Tiba-tiba aku rasa kasur yang aku tempati bergerak. Sepertinya Ferdy juga ikut naik. Tapi kok rasanya sekarang dia sudah di atas badanku. Secara badanku berbaring sambil menutup mukaku dengan bantal Ferdy.

Perlahan-lahan aku buka bantal yang menutup wajahku. Samar-samar aku melihat sebuah bayangan di atas tubuhku. Bentuknya seperti wajah dan itu memang wajah Ferdy. Spontan saja aku menggerakkan badanku ke kiri dan ke kanan. Tubuh Ferdy yang ada di atas langsung jatuh menindih badanku.

Posisi kami berdua sekarang saling berbaring berhadapan, aku yang berada di bawah tertindih badan Ferdy yang ada di atas.
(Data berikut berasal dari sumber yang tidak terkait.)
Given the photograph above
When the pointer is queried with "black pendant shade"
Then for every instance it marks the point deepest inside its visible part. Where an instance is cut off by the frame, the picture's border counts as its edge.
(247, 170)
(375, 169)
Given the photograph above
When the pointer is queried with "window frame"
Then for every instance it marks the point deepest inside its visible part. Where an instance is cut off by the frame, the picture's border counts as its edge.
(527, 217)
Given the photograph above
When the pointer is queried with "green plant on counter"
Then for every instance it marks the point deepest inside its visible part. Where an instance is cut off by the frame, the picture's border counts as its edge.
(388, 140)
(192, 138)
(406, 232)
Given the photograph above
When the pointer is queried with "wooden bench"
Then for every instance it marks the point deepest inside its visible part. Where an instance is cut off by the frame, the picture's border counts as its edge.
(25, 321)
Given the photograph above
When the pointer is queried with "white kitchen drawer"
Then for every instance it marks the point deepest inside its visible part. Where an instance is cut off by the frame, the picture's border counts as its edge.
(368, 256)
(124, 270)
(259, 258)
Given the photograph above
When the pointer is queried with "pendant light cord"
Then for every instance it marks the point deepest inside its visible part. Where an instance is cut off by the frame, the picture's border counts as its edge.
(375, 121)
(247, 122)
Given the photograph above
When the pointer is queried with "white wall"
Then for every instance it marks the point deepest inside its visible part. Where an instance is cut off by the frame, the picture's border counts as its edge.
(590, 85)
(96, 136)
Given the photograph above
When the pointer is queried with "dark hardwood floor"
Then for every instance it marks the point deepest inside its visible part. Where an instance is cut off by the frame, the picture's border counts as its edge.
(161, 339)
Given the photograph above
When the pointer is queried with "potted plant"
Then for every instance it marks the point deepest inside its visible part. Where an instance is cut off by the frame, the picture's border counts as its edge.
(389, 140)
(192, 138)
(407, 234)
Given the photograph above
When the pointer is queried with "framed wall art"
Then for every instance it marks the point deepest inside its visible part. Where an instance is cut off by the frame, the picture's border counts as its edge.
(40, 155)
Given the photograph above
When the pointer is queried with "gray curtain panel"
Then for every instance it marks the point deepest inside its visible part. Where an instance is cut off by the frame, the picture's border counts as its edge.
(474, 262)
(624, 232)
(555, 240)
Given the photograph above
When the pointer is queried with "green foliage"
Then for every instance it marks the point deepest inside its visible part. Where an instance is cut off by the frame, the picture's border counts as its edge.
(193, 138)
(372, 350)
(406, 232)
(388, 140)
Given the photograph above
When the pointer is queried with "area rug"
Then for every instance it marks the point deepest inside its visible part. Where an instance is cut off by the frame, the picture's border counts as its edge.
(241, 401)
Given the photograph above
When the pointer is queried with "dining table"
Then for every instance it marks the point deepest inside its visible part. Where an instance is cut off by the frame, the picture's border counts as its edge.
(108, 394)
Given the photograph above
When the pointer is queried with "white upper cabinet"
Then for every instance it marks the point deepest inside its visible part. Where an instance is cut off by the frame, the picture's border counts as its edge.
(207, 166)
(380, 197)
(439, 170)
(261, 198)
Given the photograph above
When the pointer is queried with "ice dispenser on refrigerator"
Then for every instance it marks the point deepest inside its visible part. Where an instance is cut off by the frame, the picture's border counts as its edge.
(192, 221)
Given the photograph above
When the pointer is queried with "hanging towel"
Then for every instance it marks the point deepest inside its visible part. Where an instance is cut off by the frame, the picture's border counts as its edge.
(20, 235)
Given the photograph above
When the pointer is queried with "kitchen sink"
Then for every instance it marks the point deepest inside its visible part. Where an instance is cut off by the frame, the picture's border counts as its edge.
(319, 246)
Wajah kami saling bertatapan. Aku lihat raut muka Ferdy begitu jelas. Guratannya memang menggambarkan sosok yang jantan bagiku. Wajahnya yang coklat bisa membuat semua orang yang melihatnya bisa terpikat oleh pesona wajahnya.

Nafasnya begitu terasa. Begitu deras dan hangat membuat nafasku ikut tidak beraturan. Walaupun di dada kami maish terpisah dengan bantal kecil itu tapi tetap saja Ferdy bisa mengarahkan wajahnya lebih dekat ke wajahku. Tanganku hanya bisa memegang bantal itu. Tangan Ferdy mulai menyergap kepalaku.

Wajahnya semakin di dekatnya ke wajahku. Sesekali tatapannya berubah dari lembut menjadi lebih tajam. Matanya melihat seluruh wajahku. Aku hanya bisa pasrah. Entah kenapa aku tidak menolaknya berbeda dengan waktu Dika mendekatkan wajahnya. Aku, aku, aku hanya ingin menjadi milik Ferdy seorang.

Tak ada sepatah kata pun yang keluar dari mulut kami berdua, hanya deru nafas yang terdengar. Bibirnya semekain mendekat ke bibirku. Tiba-tiba mataku terpenjam. Aku tidak mau melihat adegan ini. Nafasnya pun makin terasa dan aku juga merasa sentuhan hangat di bibirku. Ferdy menciumku lagi. Aku sudah dibuat tak berdaya olehnya. Harusnya batinku menolaknya tapi kenapa aku masih mau.

Bibirnya begitu hangat saat mencumbuku. Aku terus saja menahan nafsu yang mulai menyesakkan dada. Ferdy yang sadar aku gelisah karena ciumannya mulai melepaskan. Tapi kenapa aku malah merasa lapar. Spontan saja perutku berbunyi.

"Kamu lapar?", ucap Ferdy. Aduhh malunya aku disaat seperti ini perutku malah berbunyi.

"Maaf, aku dari tadi sore belum makan", jawabku malu-malu. Mukaku memerah seketika.

"HAHAHAHAHHAHAHAHAHAHA!!!", Ferdy berdiri dan tertawa mendengar aku berkata seperti itu.

"Ahhh rese", aku dorong tubuh Ferdy ke samping. Mukaku semakin saja memerah. Aku beranjak dari ranjang Ferdy.

"Hahahahahaha", Ferdy masih tetap tertawa. "Udah ah kita cari makan di luar aja ya?".

"Mangnya di rumahmu ga ada makanan?".

"Bi Tim ga buat", jawab Ferdy yang ikut-ikut beranjak dan mengambil kunci motornya di meja.

"Oya, hp-ku gimana?", tanyaku.

"Hp mu kayaknya rusak kemasukan air".

"Yahhhhh padahal itu hp hasil tabunganku dari SMP terus gimana mau hubungi mamaku kalau aku nginap di rumahmu?", keluhku. Rasanya ingin marah sama Tristan karena sudah buat aku tenggelam dan sekarang hp-ku rusak. Sial, sial sial.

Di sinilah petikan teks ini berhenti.